"Rip and tear your guts! You are huge! That means you have huge guts! Rip and tear!" - Doomguy
I'm tempted to simply provide a link to the scanned in images of this sixteen page comic based on the videogame Doom and leave it at that, as then you won't need me to tell you how mganificent it is. But that would be cheating,and some of you might (somehow) be immune to it's considerable charms. So discuss we shall. It's a comic about a videogame. And when I am not sitting about eating biscuits and reading comics, I am sitting about eating biscuits and playing videogames. I don't feel guilty about posting a link to the full issue though. No creator will be losing money because of it, this was a freebie given away at a videogame convention in 1996, then in an anthology boxset collecting all the Doom games up until then that same year. For the few of you who might lead more productive lives than I do (and eat fewer biscuits), the Doom games belong to a genre called First Person Shooters, where you view the action as if the screen were your eyes.
|Still one of gaming's best shotguns!|
Doomguy: "Huh? Whuzzat? Whuzzat? I like what I see! An important looking door... knock knock. Who's there? Me, me, me, me, me, me, me, me, me, ME!"
|Alas spine removal is not an option in the series yet...|
The answer to that is to have your protagonist be an musclebound lunatic with the soul of a poet who verbalises every thought no matter how ridiculous they sound. The protagonist isn't given a name, so everyone uses the nickname "Doomguy" when talking about the protagonist of the original games. People have wondered if this comic was meant as a joke or was meant quite seriously. But look at the credits behind the comic: Michael 'Splatter' Stewart, Steve 'Body Bag' Behling, Tom 'Gallows' Grindberg and Edd 'Dead' Fear. Those are not the credits of men who are expecting to be taken seriously. I'd love to own a physical copy of this comic, I'd frame it and put it on the wall as the centrepiece of my comic collection. Alas, eBay prices are ridiculous for it so I'll have to make do with the virtual copy for now.

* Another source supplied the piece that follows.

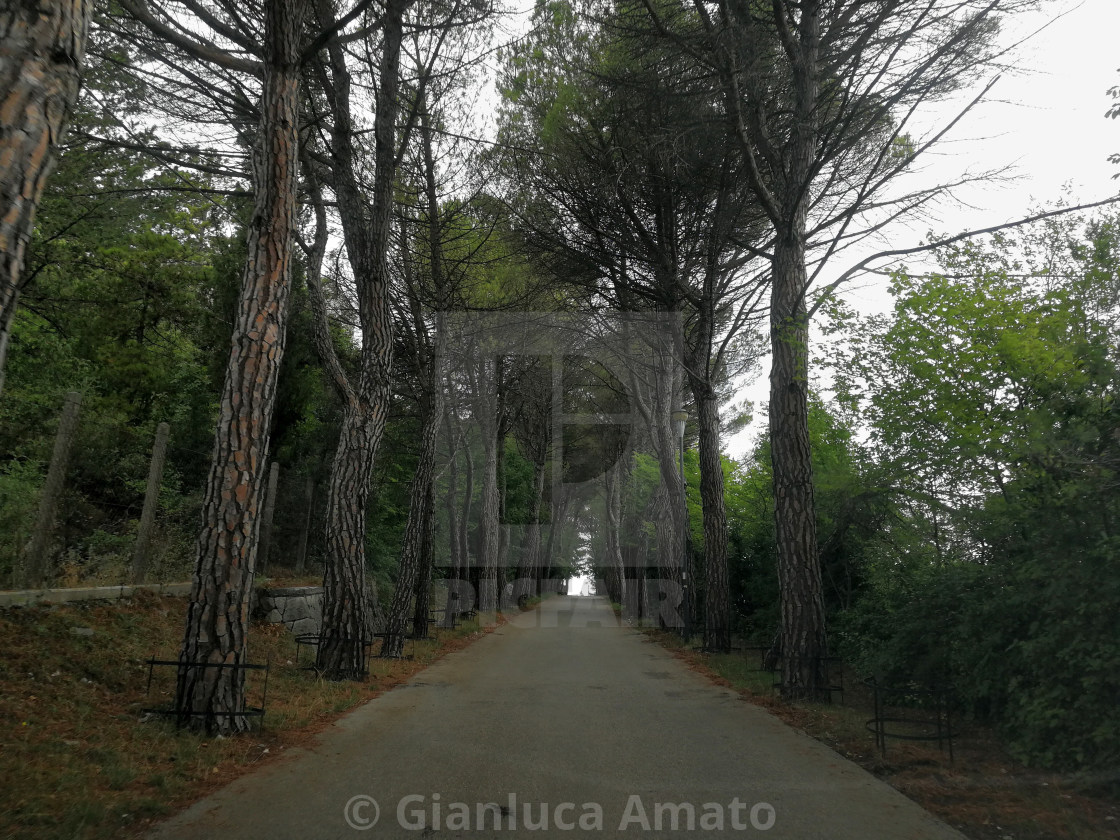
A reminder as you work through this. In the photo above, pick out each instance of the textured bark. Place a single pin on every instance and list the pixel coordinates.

Doomguy: "Ahhh! Chainsaw! The great communicator! Allow me to communicate the desire to have your guns. C'mere boys. I got somethin' to say!"
|The chainsaw never gets old.|
Doomguy:"At this particular moment in time I don't believe I have a healthier or more deeply held respect for any object in the universe than this here shotgun."
|I'll say it again. The shotty owns.|
Doomguy: "Stupid! Stupid! Stupid imp! You're stupid! And you're gonna be stupid and dead! Dance! Dance bone daddy"
|The Berserker powerup can be more trouble than it's worth|
Doomgoy: "Now I'm radioactive. That can't be good.Why can't we find a way to safely dispose of radioactive waste and protect the enviroment? Even if I personally stop this alien invasion. What kind of planet will we be leaving to our children? And our childrens children and... Oh the humanity!"
|Pfft Doomguy is too manly to suffer from radiation poisoning|
Doomguy: "There! The most beautiful sight any soldier can behold.. the gun. The big gun.. Death surrounds me. yet in my head I hear something that sounds like angels. Lo. I have found the Holy Grail of firepower! Mine eyes can but weep as they bear witness to the majesty.. the BFG 9000!"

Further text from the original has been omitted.